Bencheikh, qui s’exprimait lors d’une rencontre le 23 octobre à Rabat, formule plusieurs recommandations au gouvernement. Pour lui, il faut combler rapidement le déficit juridique en termes de pratique d’évaluation des politiques publiques par l’institution parlementaire. «La Constitution a certes institutionnalisé cette mission pour le pouvoir législatif. Sauf qu’il va falloir définir les contours juridiques et organisationnels de cette mission en promulguant un texte de loi clair et subtil», insiste le président de l'ONG.

L’Association, qui affirme jouer un rôle de plaidoyer pour promouvoir auprès des autorités la culture et la pratique de l’évaluation des politiques publiques selon les standards internationaux, mène actuellement une étude internationale à laquelle prend part l’Inspection générale des finances. Objectif, dresser un benchmark sur la pratique de l’évaluation dans plusieurs pays pour mettre à la disposition du gouvernement les expériences réussies. «L’étude devrait permettre à l’État marocain de s’inspirer des expériences en la matière et concevoir à la lumière de ce benchmark le dispositif institutionnel adéquat pour évaluer les politiques publiques. La Tunisie, par exemple, a créé en mars dernier l’Instance nationale d’évaluation des politiques publiques. Une institution autonome qui devrait noter de manière indépendante l’efficacité des politiques sectorielles menées par le gouvernement», explique Bencheikh. À l’en croire, Najib Boulif, actuellement ministre délégué auprès du ministre de l’Équipement chargé du Transport, lui avait confié en 2012, alors qu'il était encore aux Affaires générales, que le gouvernement faisait mûrir le même projet.

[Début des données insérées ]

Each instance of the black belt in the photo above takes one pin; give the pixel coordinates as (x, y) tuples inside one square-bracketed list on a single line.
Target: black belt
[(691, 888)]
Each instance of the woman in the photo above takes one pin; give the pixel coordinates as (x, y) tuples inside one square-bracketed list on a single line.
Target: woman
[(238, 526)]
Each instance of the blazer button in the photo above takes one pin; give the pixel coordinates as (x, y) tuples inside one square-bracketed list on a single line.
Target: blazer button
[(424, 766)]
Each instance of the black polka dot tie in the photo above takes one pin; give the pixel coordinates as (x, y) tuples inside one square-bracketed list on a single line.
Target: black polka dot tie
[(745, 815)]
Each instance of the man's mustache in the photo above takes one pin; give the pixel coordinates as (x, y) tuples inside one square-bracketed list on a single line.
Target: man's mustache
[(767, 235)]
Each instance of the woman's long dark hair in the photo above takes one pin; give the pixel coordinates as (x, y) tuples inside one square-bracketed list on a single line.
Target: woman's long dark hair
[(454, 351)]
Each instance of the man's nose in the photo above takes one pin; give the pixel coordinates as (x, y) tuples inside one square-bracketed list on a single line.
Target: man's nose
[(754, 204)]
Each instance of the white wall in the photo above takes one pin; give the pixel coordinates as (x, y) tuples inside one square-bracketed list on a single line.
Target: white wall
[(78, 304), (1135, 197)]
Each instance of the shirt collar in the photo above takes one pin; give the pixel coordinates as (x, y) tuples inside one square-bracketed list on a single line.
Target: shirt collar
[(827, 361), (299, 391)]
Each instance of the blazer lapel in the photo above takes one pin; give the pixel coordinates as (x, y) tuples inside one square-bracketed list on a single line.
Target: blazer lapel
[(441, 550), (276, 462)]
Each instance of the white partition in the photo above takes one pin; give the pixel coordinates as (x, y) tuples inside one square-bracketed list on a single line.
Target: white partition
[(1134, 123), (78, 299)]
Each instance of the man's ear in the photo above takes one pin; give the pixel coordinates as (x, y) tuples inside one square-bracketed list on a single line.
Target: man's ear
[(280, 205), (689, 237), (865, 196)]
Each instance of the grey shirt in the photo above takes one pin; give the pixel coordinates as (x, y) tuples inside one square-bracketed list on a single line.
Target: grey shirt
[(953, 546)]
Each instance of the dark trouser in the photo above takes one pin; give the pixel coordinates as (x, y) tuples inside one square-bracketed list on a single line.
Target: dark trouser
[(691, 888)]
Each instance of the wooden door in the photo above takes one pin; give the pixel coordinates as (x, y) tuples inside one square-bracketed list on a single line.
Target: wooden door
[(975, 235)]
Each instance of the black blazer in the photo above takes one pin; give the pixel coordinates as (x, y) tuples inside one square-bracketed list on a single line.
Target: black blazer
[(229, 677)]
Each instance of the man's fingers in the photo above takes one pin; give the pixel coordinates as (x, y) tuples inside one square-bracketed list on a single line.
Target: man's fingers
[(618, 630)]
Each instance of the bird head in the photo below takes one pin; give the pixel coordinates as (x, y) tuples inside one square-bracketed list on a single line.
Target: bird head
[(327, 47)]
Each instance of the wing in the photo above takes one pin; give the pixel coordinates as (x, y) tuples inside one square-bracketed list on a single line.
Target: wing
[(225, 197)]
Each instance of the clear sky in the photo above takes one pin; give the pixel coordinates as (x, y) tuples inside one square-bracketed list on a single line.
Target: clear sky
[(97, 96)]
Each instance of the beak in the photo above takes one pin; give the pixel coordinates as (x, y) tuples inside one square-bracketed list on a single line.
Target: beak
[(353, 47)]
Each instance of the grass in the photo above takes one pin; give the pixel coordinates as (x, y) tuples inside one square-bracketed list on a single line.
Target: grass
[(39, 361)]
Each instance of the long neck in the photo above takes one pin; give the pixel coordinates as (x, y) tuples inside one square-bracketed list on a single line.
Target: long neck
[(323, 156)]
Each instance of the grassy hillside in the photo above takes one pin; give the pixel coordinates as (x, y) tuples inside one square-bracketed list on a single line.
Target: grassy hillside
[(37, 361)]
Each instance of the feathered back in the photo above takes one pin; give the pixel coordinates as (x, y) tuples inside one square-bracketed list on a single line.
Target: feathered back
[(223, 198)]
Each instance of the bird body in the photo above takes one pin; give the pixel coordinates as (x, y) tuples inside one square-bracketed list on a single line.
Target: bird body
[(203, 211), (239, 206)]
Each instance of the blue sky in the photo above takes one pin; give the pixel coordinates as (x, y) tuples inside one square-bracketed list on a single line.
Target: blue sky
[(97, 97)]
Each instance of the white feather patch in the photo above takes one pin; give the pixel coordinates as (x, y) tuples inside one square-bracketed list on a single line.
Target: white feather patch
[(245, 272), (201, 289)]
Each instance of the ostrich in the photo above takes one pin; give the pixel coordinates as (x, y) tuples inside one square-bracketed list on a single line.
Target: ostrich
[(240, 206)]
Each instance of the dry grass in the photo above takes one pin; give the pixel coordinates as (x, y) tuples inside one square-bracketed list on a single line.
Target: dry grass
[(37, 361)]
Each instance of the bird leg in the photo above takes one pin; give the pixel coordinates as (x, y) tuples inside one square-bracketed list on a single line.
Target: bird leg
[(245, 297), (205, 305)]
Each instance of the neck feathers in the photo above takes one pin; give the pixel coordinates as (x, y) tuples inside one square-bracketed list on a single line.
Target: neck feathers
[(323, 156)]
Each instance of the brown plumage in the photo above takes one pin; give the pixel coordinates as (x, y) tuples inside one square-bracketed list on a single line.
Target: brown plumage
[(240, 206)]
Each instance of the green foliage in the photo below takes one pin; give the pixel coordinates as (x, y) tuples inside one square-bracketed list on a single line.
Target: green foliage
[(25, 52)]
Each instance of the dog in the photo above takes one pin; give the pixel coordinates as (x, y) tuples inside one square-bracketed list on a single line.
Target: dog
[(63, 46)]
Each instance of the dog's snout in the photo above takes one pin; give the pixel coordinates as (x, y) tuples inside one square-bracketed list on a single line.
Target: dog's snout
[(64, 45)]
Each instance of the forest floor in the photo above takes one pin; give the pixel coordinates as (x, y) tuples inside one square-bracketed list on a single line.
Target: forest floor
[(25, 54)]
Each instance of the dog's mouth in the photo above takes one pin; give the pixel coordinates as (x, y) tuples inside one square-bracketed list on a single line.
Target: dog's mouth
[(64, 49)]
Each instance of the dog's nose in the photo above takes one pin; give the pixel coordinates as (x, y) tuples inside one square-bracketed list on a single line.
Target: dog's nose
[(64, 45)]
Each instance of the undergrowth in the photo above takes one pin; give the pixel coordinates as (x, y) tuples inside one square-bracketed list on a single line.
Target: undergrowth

C’est-à-dire mettre en place une Instance nationale d’évaluation. Le projet aurait été mis en stand-by avec le départ de Najib Boulif du ministère, nous confie-t-il.

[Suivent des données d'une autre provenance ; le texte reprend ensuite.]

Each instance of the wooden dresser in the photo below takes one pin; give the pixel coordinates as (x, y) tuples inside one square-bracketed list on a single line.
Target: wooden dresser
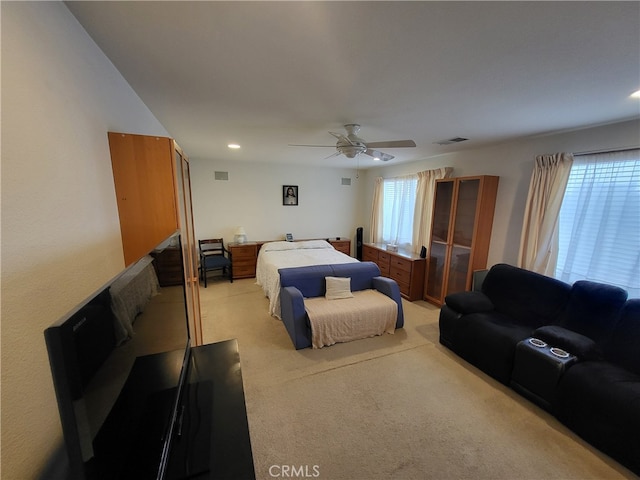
[(406, 268), (342, 245), (243, 259)]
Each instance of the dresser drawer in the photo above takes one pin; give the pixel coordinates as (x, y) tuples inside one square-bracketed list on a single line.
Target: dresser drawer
[(405, 288), (400, 275), (239, 262), (243, 252), (369, 255), (401, 263), (240, 271)]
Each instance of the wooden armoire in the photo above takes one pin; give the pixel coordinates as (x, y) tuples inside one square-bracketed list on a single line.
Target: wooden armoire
[(153, 191), (460, 234)]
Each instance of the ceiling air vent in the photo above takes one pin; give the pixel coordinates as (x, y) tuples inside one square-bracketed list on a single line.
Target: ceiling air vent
[(451, 141)]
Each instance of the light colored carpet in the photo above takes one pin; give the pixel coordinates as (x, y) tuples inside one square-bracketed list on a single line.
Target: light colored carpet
[(391, 407)]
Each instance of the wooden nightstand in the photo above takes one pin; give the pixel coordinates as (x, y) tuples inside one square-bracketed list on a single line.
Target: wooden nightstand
[(341, 245), (244, 257)]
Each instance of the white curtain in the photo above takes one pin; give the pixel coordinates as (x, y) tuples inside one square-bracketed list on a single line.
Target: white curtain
[(423, 212), (399, 200), (375, 232), (539, 240), (600, 221)]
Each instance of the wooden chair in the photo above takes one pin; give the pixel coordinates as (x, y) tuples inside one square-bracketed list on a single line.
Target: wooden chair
[(214, 256)]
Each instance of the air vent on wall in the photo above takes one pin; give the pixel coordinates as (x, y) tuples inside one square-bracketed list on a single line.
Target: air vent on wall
[(451, 141)]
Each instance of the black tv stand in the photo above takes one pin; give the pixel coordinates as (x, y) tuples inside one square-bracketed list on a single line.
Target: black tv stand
[(213, 440)]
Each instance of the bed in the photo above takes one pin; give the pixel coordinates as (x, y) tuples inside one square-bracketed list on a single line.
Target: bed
[(130, 294), (276, 255)]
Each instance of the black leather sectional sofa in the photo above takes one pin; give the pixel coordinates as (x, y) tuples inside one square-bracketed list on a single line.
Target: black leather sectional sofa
[(572, 349)]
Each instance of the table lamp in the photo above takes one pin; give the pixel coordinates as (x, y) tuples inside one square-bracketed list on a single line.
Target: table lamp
[(240, 235)]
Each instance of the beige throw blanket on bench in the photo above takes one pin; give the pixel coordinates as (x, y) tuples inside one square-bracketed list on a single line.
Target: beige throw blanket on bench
[(366, 314)]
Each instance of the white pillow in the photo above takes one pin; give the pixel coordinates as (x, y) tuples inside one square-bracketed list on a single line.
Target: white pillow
[(314, 244), (338, 287), (278, 246)]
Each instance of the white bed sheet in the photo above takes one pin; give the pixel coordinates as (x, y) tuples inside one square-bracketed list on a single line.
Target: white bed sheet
[(276, 255), (130, 294)]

Que devient le projet ? Nous avons tenté de contacter le successeur de Boulif, Mohamed El Oufa, mais en vain. L’ONG compte organiser à partir de fin novembre prochain huit forums régionaux consacrés au débat sur la pratique de l’évaluation sur le plan régional. «Notre objectif est de sensibiliser les élus locaux, les ONG et les autorités locales à l’importance du concept, surtout que le Maroc a décidé de procéder à une régionalisation avancée. Nous comptons sur notre pouvoir d’influence qui a fait ses preuves lors de l’instruction de la Constitution en 2011», fait valoir Bencheikh. En effet, l’Association avait remis à la Commission consultative chargée de la révision de la Constitution un mémorandum pour la constitutionnalisation de l’évaluation des politiques publiques. «Parce que l’action publique concerne directement la vie des gens, son évaluation doit être érigée en bien commun. Reconnaître l’évaluation comme bien commun aura pour avantages un meilleur pilotage de l’action publique et une bonne allocation des ressources budgétaires, particulièrement en période de crise. Mais le plus important des avantages que l’on peut tirer de l’institutionnalisation de l’évaluation est la légitimation même des politiques publiques, puisque les gouvernants seront politiquement responsables et redevables de leurs actions. L’évaluation contribuera mieux à la satisfaction de la demande sociale», avait recommandé l’Association dans son mémorandum. Notons que l’ONG marocaine vient de recevoir une distinction internationale pour son action délivrée par EvalPartners.